The new guide to effective time management according to theories of Rory Vaden.

The first article in the series

Imagine a hamster on a spin wheel. Running. Running. Running. But going nowhere. Would you want to take its place?

Now imagine a juggler. Two balls. Three. Four. Ten. Would you want to take the juggler’s place?

And now to the less pleasant news. If you’re reading this article, there’s a good chance you’re one of the two: hamster, or juggler. That’s probably what your time management looks like.

But don’t get upset. You’re not alone, you know that. Most of us handle our lives as though caught in a whirlwind: we dash from one task to the next(hamster model) or are constantly rescheduling (juggler). Not because we have no choice: but simply because that’s what we were taught when it came to time management.

The term “time management” came about in the late 1950s and was itself born of the production lines from the start of that century. Anyone who’s seen Charlie Chaplin’s brilliant movie “Modern Times,” and the sorry misadventures of that production line, will understand the comparison.

At the time, the name of the game in time management was: everything is measured in time used, and a worker was awarded the label of excellence for producing maximum outputs in minimum time. By the mid-1900s this one-dimensional model was also being applied to home life.

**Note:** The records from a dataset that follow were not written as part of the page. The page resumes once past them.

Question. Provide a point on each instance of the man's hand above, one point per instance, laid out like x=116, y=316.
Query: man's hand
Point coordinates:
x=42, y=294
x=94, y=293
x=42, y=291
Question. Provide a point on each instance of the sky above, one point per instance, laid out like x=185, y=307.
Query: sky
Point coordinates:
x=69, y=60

The result, as mentioned, was that people ended up racing from one task to another and never getting to the end of their to-do lists.

The next model to appear was two-dimensional and put forward by Steven Covey in the 1980s. It trained us to think in terms of managing our time relative to prioritizing.

Currently, it sounds too obvious to be worth mentioning: draw up a list of tasks and then rank them as more important, or less so. What you jotted down on line 7 of your list, for example, may actually turn out to be the top priority when compared to the other tasks, and moved into a more urgent position.

This model provided modern humanity with a more effective technique for managing time and… yes… the important tasks received appropriate attention, but what about the rest? They just accumulated and kept accumulating, and the outcome was that most people these days still find themselves racing between tasks.

We’ve got our digital diaries, our popup reminders, and our flashing notes on the computer, and most of us feel like we’re just not getting things done. How can that be possible?

The reason is that time can’t be managed.

Let’s say that again.

Time cannot be managed!
It ticks away at a consistent speed, irrelevant of the tasks we’ve set ourselves. The name of the game these days is self-management. And that’s what will allow you to enter the exclusive club of time multipliers.

Some people are born multipliers. Others need to learn how to do it. In this series of articles, you’ll learn the four ways to manage yourself correctly: elimination (how to say “no”), automation, delegation, and lastly, purposeful procrastination. Taken together, these four methods are your new path to correctly managing yourself without guilt trips and without feeling choked. Eureka!